In general, the most active catalysts for cross-coupling are based on Pd. Although the use of Pd often leads to catalytic systems with high activity, the long term use of Pd is not optimal as it is a relatively rare and expensive resource. Furthermore, Pd has a relatively high level of toxicity, and as a result, a significant amount of time intensive and costly purification is required before pharmaceuticals that are produced using Pd based catalysis can be administered to patients. In contrast, the base metals, such as Ni, are inexpensive, abundant and have lower levels of toxicity. Alongside these intrinsic advantages, currently Ni precatalysts are more efficient than Pd based systems for a number of cross-coupling reactions. For example, Ni based systems are superior to Pd for performing Suzuki-Miyaura reactions involving carbamate, carbonate, sulfamate, acyliminium, and sp3-based substrates. Nevertheless, in general, Ni catalyzed Suzuki-Miyaura reactions require high temperatures and high catalyst loadings, long reaction times, and have limited substrate scope. Frequently, the cost benefit of using Ni over Pd is offset by one or more of these problems. Additionally, there have been few mechanistic studies of Ni based precatalysts for the Suzuki-Miyaura reaction, which complicates the rational design of improved systems.

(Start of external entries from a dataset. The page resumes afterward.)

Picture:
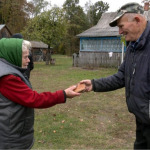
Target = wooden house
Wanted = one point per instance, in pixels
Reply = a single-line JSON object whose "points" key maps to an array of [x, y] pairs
{"points": [[101, 45], [4, 31]]}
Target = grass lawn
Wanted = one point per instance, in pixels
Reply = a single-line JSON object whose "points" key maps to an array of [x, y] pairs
{"points": [[93, 121]]}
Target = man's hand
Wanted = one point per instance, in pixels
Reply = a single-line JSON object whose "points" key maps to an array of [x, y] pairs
{"points": [[88, 85], [70, 93]]}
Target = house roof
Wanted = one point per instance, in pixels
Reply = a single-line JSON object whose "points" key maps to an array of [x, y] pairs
{"points": [[38, 44], [102, 29]]}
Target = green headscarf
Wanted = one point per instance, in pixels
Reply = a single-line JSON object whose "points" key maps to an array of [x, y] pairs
{"points": [[11, 50]]}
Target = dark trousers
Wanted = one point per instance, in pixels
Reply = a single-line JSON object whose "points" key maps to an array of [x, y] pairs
{"points": [[142, 141]]}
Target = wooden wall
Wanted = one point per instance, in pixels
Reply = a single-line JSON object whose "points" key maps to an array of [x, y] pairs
{"points": [[93, 60]]}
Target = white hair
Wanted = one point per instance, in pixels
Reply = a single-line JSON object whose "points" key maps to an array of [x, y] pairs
{"points": [[26, 46]]}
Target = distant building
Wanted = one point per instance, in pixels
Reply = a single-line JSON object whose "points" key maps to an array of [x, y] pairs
{"points": [[101, 45]]}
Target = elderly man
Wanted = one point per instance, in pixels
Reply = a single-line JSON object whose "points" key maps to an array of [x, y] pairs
{"points": [[134, 72], [17, 99]]}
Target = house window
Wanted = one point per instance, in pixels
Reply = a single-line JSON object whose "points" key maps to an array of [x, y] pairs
{"points": [[112, 44]]}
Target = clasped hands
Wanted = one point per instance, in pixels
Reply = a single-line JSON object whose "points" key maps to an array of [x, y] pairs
{"points": [[71, 91]]}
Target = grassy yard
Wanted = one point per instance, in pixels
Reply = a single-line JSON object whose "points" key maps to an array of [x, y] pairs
{"points": [[93, 121]]}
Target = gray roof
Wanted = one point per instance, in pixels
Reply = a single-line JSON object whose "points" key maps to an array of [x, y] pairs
{"points": [[102, 28], [38, 44]]}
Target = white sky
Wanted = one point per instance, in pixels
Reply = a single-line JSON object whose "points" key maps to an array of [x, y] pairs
{"points": [[114, 5]]}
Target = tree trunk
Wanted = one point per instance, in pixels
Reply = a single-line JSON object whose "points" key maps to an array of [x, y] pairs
{"points": [[48, 55]]}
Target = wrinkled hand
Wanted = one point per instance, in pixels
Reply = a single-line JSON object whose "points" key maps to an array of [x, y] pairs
{"points": [[88, 85], [70, 93]]}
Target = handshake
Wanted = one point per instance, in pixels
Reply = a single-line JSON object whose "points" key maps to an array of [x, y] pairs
{"points": [[76, 90]]}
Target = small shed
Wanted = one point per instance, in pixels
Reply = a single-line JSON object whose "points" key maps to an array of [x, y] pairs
{"points": [[100, 45], [39, 50], [4, 31]]}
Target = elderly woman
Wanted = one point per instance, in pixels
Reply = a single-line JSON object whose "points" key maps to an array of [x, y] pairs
{"points": [[17, 99]]}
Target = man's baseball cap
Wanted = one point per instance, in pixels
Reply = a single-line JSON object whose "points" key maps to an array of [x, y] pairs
{"points": [[127, 8]]}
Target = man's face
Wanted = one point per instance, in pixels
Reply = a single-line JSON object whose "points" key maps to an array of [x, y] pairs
{"points": [[129, 29], [25, 59]]}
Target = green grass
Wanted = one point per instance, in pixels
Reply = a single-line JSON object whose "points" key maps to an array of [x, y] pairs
{"points": [[93, 121]]}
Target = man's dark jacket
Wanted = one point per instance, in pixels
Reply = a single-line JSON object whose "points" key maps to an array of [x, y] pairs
{"points": [[134, 75], [16, 121]]}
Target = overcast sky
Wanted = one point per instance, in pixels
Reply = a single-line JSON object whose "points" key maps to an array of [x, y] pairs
{"points": [[114, 5]]}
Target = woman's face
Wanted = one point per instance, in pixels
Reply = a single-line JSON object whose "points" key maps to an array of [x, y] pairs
{"points": [[25, 59]]}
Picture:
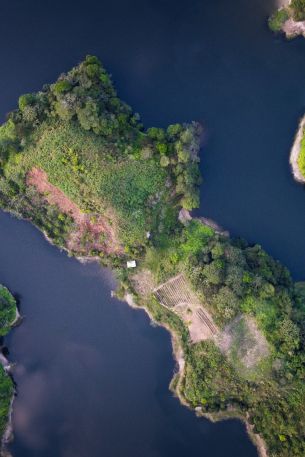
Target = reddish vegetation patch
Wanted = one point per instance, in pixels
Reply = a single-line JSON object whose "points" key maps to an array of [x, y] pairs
{"points": [[95, 230]]}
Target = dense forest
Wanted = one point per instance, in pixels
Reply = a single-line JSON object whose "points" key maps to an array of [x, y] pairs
{"points": [[94, 148], [295, 10], [78, 163], [235, 279]]}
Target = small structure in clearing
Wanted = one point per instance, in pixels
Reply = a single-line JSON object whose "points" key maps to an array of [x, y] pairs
{"points": [[131, 264], [177, 295]]}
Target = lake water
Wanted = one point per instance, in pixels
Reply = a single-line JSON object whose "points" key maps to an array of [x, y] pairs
{"points": [[92, 374]]}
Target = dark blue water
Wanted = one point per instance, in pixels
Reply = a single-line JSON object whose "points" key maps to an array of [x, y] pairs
{"points": [[92, 374]]}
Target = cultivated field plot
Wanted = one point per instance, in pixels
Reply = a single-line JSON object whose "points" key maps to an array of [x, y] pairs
{"points": [[177, 295]]}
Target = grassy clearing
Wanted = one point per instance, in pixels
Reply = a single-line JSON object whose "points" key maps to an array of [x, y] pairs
{"points": [[277, 20]]}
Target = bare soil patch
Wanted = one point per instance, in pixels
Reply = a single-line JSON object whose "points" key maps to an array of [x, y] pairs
{"points": [[177, 295], [243, 342], [94, 232]]}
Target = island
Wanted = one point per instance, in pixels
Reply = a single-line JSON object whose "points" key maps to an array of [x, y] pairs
{"points": [[9, 316], [77, 162], [289, 18], [297, 154]]}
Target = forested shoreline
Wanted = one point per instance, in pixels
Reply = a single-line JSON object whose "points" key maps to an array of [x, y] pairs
{"points": [[78, 163]]}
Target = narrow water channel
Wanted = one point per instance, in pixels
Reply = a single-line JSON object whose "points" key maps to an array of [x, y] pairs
{"points": [[92, 374]]}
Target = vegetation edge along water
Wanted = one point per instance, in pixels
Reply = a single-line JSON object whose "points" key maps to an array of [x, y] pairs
{"points": [[289, 18], [9, 317], [77, 162]]}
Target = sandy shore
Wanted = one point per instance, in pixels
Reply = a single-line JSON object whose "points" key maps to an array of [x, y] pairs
{"points": [[295, 151]]}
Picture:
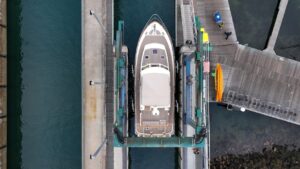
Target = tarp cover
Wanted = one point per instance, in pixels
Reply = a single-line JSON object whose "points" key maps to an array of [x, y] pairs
{"points": [[155, 87]]}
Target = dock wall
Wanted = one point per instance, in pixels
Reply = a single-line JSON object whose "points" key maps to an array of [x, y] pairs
{"points": [[3, 85]]}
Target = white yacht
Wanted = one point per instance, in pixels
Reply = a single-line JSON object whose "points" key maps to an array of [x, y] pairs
{"points": [[154, 81]]}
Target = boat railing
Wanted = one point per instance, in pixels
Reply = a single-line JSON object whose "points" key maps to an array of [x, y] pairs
{"points": [[154, 65]]}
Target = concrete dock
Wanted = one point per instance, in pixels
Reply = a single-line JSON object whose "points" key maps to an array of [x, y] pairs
{"points": [[94, 48], [259, 81], [3, 85]]}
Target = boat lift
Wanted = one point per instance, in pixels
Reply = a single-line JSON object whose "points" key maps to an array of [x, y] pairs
{"points": [[121, 137]]}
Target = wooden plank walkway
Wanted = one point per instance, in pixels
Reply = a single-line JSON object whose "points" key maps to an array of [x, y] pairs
{"points": [[259, 81]]}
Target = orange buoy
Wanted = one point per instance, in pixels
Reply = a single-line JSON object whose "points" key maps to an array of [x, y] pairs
{"points": [[219, 86]]}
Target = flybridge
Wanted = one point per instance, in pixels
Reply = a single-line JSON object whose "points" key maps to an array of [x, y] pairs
{"points": [[194, 109]]}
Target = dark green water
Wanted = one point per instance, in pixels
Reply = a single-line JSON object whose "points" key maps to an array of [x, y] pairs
{"points": [[44, 84], [288, 42]]}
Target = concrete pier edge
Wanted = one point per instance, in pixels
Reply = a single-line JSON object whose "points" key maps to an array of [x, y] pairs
{"points": [[3, 84]]}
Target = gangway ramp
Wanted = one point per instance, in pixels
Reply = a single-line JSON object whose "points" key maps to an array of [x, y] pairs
{"points": [[262, 82]]}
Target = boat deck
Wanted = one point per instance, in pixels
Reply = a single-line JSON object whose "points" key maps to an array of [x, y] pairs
{"points": [[146, 123]]}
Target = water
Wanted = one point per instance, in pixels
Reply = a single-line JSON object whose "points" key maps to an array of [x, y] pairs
{"points": [[44, 84], [236, 132], [288, 41]]}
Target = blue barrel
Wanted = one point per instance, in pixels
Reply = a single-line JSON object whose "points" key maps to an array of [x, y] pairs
{"points": [[218, 17]]}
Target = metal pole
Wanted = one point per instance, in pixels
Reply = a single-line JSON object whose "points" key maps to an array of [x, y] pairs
{"points": [[96, 83], [93, 156], [98, 20]]}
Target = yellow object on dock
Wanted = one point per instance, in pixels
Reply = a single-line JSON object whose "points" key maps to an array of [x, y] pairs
{"points": [[205, 38], [219, 86]]}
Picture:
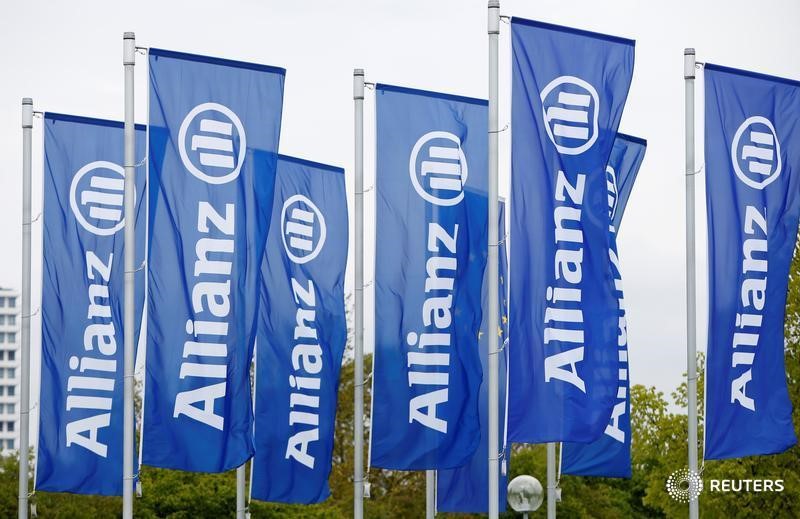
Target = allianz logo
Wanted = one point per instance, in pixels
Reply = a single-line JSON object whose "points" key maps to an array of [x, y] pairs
{"points": [[96, 197], [756, 152], [438, 168], [570, 107], [212, 143], [303, 229]]}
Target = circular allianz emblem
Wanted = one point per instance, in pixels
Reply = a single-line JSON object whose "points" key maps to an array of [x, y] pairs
{"points": [[303, 229], [438, 168], [570, 107], [212, 143], [96, 197], [756, 152]]}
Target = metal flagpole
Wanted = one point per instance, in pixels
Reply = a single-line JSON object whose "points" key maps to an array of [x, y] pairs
{"points": [[358, 321], [128, 61], [691, 302], [430, 494], [551, 480], [241, 508], [25, 377], [492, 266]]}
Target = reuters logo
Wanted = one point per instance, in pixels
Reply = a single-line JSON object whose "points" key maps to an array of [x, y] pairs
{"points": [[571, 108], [684, 485], [438, 168], [302, 228], [212, 143], [96, 197]]}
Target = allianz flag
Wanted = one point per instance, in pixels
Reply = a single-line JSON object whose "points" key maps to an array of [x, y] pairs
{"points": [[431, 241], [466, 488], [302, 332], [568, 92], [610, 455], [752, 153], [214, 128], [81, 398]]}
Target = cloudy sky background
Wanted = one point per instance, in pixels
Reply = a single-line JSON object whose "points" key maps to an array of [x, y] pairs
{"points": [[68, 57]]}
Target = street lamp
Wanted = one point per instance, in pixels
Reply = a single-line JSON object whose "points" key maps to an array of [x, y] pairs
{"points": [[525, 494]]}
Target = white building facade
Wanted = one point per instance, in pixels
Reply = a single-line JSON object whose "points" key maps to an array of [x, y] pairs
{"points": [[9, 369]]}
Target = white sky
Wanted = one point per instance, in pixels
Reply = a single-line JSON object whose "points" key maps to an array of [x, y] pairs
{"points": [[68, 57]]}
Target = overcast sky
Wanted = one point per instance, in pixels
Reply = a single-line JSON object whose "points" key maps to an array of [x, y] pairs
{"points": [[68, 57]]}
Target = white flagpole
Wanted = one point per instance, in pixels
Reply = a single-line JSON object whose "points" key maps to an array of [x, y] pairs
{"points": [[430, 494], [358, 321], [691, 297], [492, 265], [551, 480], [128, 61], [241, 508], [25, 347]]}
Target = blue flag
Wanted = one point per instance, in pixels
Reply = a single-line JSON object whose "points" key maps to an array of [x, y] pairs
{"points": [[610, 455], [214, 128], [431, 240], [301, 334], [81, 399], [466, 488], [752, 147], [568, 91]]}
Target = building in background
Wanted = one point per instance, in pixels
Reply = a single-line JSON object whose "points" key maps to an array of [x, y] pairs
{"points": [[9, 369]]}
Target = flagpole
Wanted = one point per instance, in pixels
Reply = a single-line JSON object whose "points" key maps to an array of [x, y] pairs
{"points": [[551, 480], [430, 494], [25, 346], [492, 266], [691, 297], [128, 61], [358, 321], [241, 508]]}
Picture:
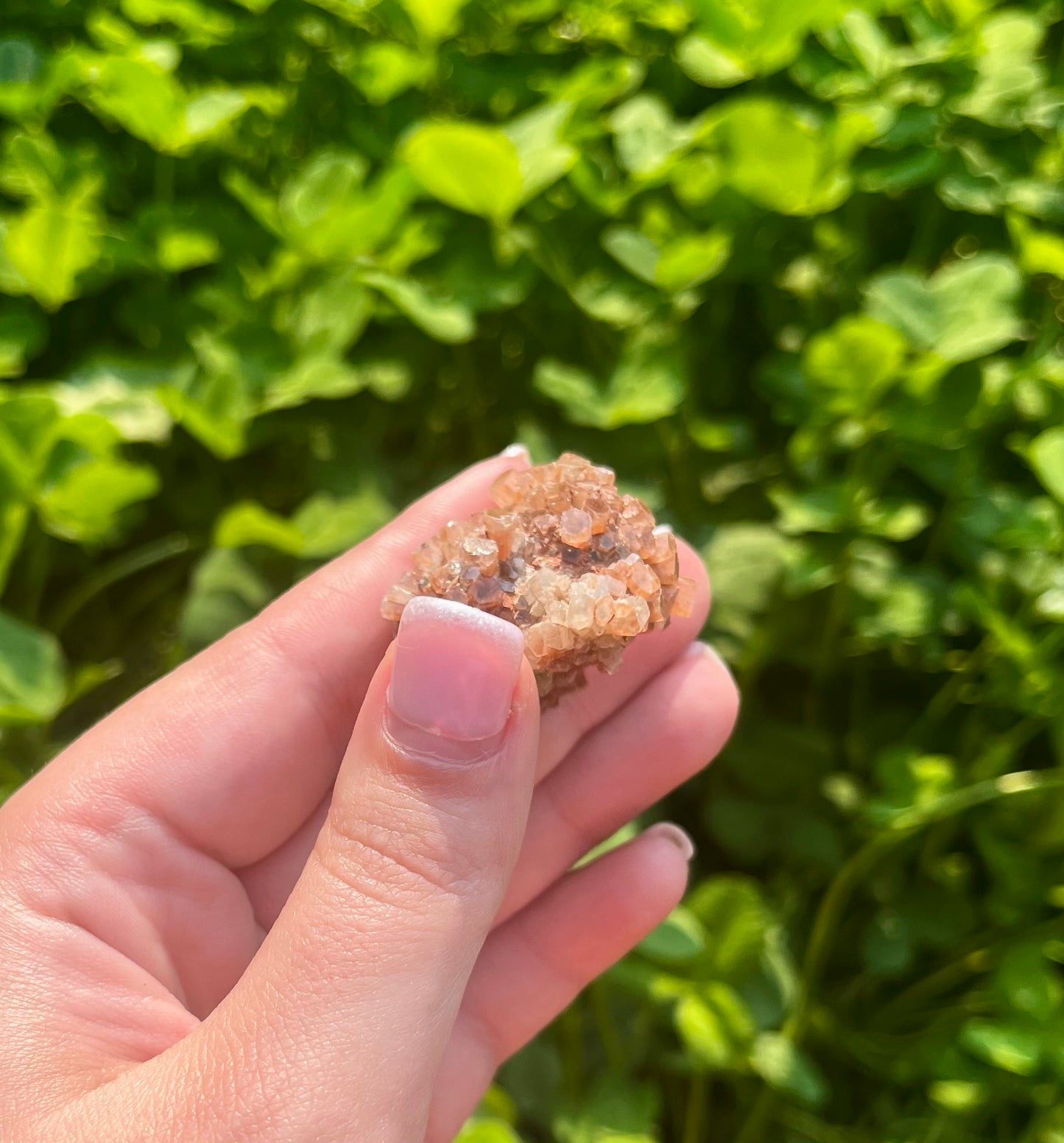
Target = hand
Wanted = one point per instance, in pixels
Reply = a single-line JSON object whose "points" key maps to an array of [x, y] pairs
{"points": [[224, 915]]}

We recently compared the catalytic performance and activation of a series of related dppf-supported Ni0, NiI and NiII complexes (Figure 2). To our surprise at elevated temperature all precatalysts studied gave comparable activity. This was the first time a NiI complex had demonstrated similar efficiency to a Ni0 or NiII precatalyst for a Suzuki-Miyaura reaction, with most previous NiI precatalysts giving very poor efficiency and requiring a strong base. Additionally, we investigated the speciation of Ni during Suzuki-Miyaura reactions using our family of Ni0, NiI and NiII compounds. EPR and paramagnetic NMR spectroscopy indicated that all of the precatalysts formed a significant quantity (>70%) of the catalytically active NiI complex, (dppf)Ni(Cl), during catalysis. Although our preliminary studies clearly indicate that a NiI species is forming during catalysis, at this stage the exact role of the NiI species is unclear. For example, it could be acting as a catalyst resting state or it may be directly part of the catalytic cycle. Nevertheless, using our early mechanistic studies as a guide, we were able to demonstrate that the bench stable NiII precatalyst (o-tolyl)Ni(dppf)(Cl) (otolNiII), which forms NiI during catalysis, is particularly active. In fact, it is able to perform Suzuki-Miyaura reactions involving heterocyclic substrates relevant to the synthesis of pharmaceuticals at room temperature and at low catalyst loading (Figure 3); this marks the first time these reactions were performed under such mild conditions and the precatalyst is now commercially available. The goal of future work in this area is to understand the role that NiI is playing in cross-coupling reactions using dppf and other common phosphine ligands and utilize the information to design improved precatalysts.